Твой Гоголь.
П. А. ПЛЕТНЕВУ
Москва. 10 апреля <1842>
Уничтожение Копейкина меня сильно смутило! Это одно из лучших мест в поэме, и без него — прореха, которой я ничем не в силах заплатать и зашить. Я лучше решился переделать его, чем лишиться вовсе. Я выбросил весь генералитет, характер Копейкина означил сильнее, так что теперь видно ясно, что он всему причиною сам и что с ним поступили хорошо. Присоедините ваш голос и подвиньте кого следует. Вы говорите, что от покровительства высших нужно быть подальше, потому что они всякую копейку делают алтыном. Клянусь, я готов теперь рублем почитать всякую копейку, которая дается на мою бедную рукопись. Но я думаю даже, что один Никитенко может теперь ее пропустить. Прочитайте, вы увидите сами. Третьего дня я получил от него письмо, из которого видно, что он подвигнут ко мне участьем. Передайте ему при сем прилагаемый ответ и листы Копейкина и упросите без малейшей задержки передать вам для немедленной пересылки ко мне, ибо печатанье рукописи уже началось.
Весь ваш Гоголь.
А. В. НИКИТЕНКО
<10 апреля 1842. Москва.>
Милостивый государь Александр Васильевич!
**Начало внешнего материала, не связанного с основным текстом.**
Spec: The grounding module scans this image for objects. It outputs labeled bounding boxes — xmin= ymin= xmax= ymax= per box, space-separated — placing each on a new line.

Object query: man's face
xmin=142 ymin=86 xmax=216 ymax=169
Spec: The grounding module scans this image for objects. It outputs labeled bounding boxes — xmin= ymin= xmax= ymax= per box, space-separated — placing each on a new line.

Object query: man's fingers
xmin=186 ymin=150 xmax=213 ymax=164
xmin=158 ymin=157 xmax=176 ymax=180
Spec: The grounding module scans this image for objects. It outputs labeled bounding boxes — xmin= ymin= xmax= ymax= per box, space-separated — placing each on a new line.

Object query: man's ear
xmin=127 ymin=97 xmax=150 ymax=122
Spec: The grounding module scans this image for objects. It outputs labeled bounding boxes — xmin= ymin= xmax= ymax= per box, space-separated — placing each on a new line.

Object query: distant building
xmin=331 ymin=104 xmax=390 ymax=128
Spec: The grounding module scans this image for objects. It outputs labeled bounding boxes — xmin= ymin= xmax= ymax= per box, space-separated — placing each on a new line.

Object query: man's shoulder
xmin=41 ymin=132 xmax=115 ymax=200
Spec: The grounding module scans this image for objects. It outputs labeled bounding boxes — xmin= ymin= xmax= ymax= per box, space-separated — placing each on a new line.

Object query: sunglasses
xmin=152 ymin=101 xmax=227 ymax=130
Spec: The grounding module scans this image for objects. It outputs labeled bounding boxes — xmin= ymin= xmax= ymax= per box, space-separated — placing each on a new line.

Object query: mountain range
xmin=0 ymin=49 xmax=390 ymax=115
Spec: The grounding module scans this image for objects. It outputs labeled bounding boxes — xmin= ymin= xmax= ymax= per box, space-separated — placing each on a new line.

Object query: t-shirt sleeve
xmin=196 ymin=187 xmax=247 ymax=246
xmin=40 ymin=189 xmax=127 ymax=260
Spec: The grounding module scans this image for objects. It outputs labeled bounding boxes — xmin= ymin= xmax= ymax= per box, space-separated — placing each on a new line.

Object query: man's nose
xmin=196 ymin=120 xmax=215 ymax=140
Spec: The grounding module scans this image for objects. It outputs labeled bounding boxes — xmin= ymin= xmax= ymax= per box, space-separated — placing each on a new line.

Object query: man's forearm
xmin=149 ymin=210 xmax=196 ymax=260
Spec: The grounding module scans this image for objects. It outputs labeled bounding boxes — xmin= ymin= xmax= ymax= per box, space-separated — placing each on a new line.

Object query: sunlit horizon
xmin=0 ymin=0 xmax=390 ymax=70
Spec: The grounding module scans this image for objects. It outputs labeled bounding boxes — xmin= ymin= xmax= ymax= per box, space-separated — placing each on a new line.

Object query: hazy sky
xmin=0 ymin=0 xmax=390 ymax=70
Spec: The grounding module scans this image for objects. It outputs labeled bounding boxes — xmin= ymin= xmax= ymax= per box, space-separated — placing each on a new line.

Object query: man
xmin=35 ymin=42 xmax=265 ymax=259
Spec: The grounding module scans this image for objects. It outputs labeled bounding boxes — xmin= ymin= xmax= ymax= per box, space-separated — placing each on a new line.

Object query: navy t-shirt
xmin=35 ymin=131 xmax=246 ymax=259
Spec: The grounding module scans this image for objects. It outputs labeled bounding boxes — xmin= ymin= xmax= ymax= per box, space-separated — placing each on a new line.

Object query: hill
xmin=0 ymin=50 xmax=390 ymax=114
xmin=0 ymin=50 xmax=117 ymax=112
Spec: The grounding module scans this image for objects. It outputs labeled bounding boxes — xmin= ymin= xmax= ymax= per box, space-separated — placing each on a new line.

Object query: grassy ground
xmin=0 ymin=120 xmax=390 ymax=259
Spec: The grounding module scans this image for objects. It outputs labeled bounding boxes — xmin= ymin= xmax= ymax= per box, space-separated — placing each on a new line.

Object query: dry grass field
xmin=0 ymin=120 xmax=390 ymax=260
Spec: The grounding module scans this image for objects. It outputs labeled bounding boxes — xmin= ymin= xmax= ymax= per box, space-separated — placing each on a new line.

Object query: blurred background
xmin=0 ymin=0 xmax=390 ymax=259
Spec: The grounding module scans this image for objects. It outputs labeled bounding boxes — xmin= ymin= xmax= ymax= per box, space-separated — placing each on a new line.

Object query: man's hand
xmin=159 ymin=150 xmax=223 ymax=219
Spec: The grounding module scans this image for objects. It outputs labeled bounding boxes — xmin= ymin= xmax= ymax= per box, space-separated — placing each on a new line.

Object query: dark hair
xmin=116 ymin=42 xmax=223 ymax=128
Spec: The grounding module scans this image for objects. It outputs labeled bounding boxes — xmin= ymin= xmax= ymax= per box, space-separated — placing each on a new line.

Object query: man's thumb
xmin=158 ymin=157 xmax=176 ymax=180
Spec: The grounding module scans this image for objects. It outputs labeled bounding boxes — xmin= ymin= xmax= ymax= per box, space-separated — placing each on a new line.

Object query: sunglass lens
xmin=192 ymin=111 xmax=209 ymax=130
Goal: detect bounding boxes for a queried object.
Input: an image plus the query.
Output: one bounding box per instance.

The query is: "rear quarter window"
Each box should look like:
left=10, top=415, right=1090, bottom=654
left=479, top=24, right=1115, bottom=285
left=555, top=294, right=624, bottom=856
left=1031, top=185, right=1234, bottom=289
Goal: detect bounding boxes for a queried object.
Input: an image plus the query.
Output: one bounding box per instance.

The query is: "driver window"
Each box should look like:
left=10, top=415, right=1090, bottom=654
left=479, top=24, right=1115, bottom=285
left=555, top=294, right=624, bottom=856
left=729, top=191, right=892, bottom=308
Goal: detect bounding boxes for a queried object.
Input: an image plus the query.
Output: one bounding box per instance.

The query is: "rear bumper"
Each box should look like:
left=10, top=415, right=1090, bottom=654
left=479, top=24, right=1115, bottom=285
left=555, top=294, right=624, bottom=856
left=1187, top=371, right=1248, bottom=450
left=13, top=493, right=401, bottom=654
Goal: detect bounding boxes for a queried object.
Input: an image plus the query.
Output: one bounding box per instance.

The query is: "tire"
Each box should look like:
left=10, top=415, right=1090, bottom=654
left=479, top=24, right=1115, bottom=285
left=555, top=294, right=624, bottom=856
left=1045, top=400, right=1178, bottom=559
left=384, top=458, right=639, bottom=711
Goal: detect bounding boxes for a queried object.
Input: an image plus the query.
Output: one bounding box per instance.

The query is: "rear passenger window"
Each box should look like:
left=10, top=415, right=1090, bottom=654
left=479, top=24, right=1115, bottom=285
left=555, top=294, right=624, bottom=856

Благодарю вас за ваше письмо. В нем видно много участия, много искренности и много того, что прекрасно и благородно волнует человека. Да, я не могу пожаловаться на цензуру: она была снисходительна ко мне, и я умею быть признательным. Но, признаюсь, уничтоженье Копейкина меня много смутило. Это одно из лучших мест. И я не в силах ничем залатать ту прореху, которая видна в моей поэме. Вы сами, одаренные эстетическим вкусом, который так отразился в письме вашем, вы сами можете видеть, что кусок этот необходим, не для связи событий, но для того, чтобы на миг отвлечь читателя, чтобы одно впечатление сменить другим, и кто в душе художник, тот поймет, что без него остается сильная прореха. Мне пришло на мысль: может быть, цензура устрашилась генералитета. Я переделал Копейкина, я выбросил всё, даже министра, даже слово: «превосходительство». [даже слова: «превосходительство» теперь нет] В Петербурге за отсутствием всех остается только одна временная комиссия. Характер Копейкина я вызначил сильнее, так что теперь ясно, что он сам причиной своих поступков, а не недостаток состраданья в других. Начальник комиссии даже поступает с ним очень хорошо. Словом, всё [оно] теперь в таком виде, что никакая строгая цензура, по моему мнению, не может найти предосудительного в каком бы ни было отношении. Молю вас возвратить мне это место, и скорее сколько возможно, чтобы не задержать печатанья. У Плетнева вы возьмите рукопись и передайте ее потом ему же для пересылки ко мне. Ничего вам не скажу более, ибо вы сами в письме вашем сказали, что понимаете меня, стало быть, поймете и благодарность мою.